It’s not like she isn’t talented. She has a good flow, which is the most important thing you can have as a rapper, but it’s definitely not the only thing you need to be considered objectively good, and with that, she comes out lacking. I think she has the potential to be genuinely good at what she does, but her social justice critics won’t let her.

To explain that: “Cookie cutter” doesn’t automatically mean “bad.” Pacific Rim is the most cookie cutter movie in existence, but I and many other people had a blast with it, unlike with a similar cookie cutter action robot movie, TransformersYeah by Usher could be renamed “Background Music In Every Club Scene of Every Cable TV Show,” but it’s still really fun.

If you make manufactured music with the intention of selling it to mass audiences first and foremost, that doesn’t mean that the music has to be bad, but it does mean that it has to be good in other ways in order to be anything worth talking about. With pop music, it’s all about personality. You can make the most generic songs ever, but if you as an artist have a distinct personality that shows in all of your songs, you’ve done something good–you’ve done something that helps your generic music stand out through sheer force of will. That’s why Katy Perry’s early songs are better; she had a personality back then that stamped her music as distinctly Katy Perry. That’s why her new songs are bad; you can’t tell any of her songs from anyone else’s now.

To get back to Iggy Azalea, that lack of a personal touch is what makes her music hit below the mark for me. If she didn’t have a girl’s voice I wouldn’t be able to distinguish her songs from Wiz Kalifah’s. Her novelty is all she has, and her critics are making sure that it’s all she’s ever going to have because that’s all they’re ever going to talk about. Why try to have a personality when no one cares and no one will notice? Any and all attempts she’s made at being her own person with her own style, the social justice warriors have come out of the woodwork to criticize her for being a racist or for appropriating hip-hop culture–basically for being an evil white woman trying to steal stuff from the black folk and make fun of it. Iggy Azalea isn’t going to grow into her skin until people just leave her the hell alone for two seconds and start treating her like a rapper instead of just some racist white girl who wants to “act black.”

Because she is, indeed, a rapper. Everything the social justice peeps criticize her of doing is nothing wildly out of the ordinary for other rappers.

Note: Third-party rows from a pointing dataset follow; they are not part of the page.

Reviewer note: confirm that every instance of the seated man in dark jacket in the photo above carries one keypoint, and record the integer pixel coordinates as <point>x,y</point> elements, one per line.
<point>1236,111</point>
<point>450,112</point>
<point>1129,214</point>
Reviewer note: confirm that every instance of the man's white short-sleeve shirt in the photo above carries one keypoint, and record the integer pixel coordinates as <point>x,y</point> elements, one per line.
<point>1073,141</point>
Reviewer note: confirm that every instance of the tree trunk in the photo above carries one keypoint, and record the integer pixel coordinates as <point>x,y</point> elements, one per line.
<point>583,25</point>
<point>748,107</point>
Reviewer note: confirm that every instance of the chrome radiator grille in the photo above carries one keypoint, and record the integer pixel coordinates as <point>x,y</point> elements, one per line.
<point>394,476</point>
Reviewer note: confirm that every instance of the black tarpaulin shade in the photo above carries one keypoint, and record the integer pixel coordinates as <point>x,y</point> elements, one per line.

Rappers have been doing the same thing as Iggy for years without significant comment from them–making politically incorrect comments on social messaging sites, having distinct rap personas, using a different voice while recording, talking about a culture that isn’t immediately theirs and, if it was, isn’t a culture they can honestly claim anymore as someone with money in their wallet. It seems to me that people are using her as a catalyst for what they don’t like about rap culture in general but were afraid to give voice to before because “that would be racist.” Thank god a little white girl came along and gave us someone to throw all of our pre-existing criticisms at in a way that’s socially acceptable.

I’m not saying that you can’t criticize her for doing those things, but it’s incredibly hypocritical to criticize her while simultaneously acting like none of the “real” rappers do the exact same thing. If the action is okay when they do it, it should be okay when she does it–the color of her skin and her place of origin doesn’t matter. If middle class Canadian Drake can “act street,” so can she. If 50 Cent can intentionally mumble in order to replicate how he sounded when his jaw was wired shut even though he’s perfectly capable of enunciating words, she should be able to rap like Tupac.

There are plenty of things wrong with hip-hop culture. Even the female rappers refer to themselves as “bad bitch,” it’s really materialistic, and it makes being a violent thug seem like something to be aspired to because it makes you “real.” Even Jay Z makes claims about how he did terrible things in his past “for the love of drug dealing” in a song all about how he’s so rich now that all he does is sit around wanting to own famous pieces of classical art just to brag about owning them, not for any actual appreciation of the works. I like hip-hop and I can acknowledge those things.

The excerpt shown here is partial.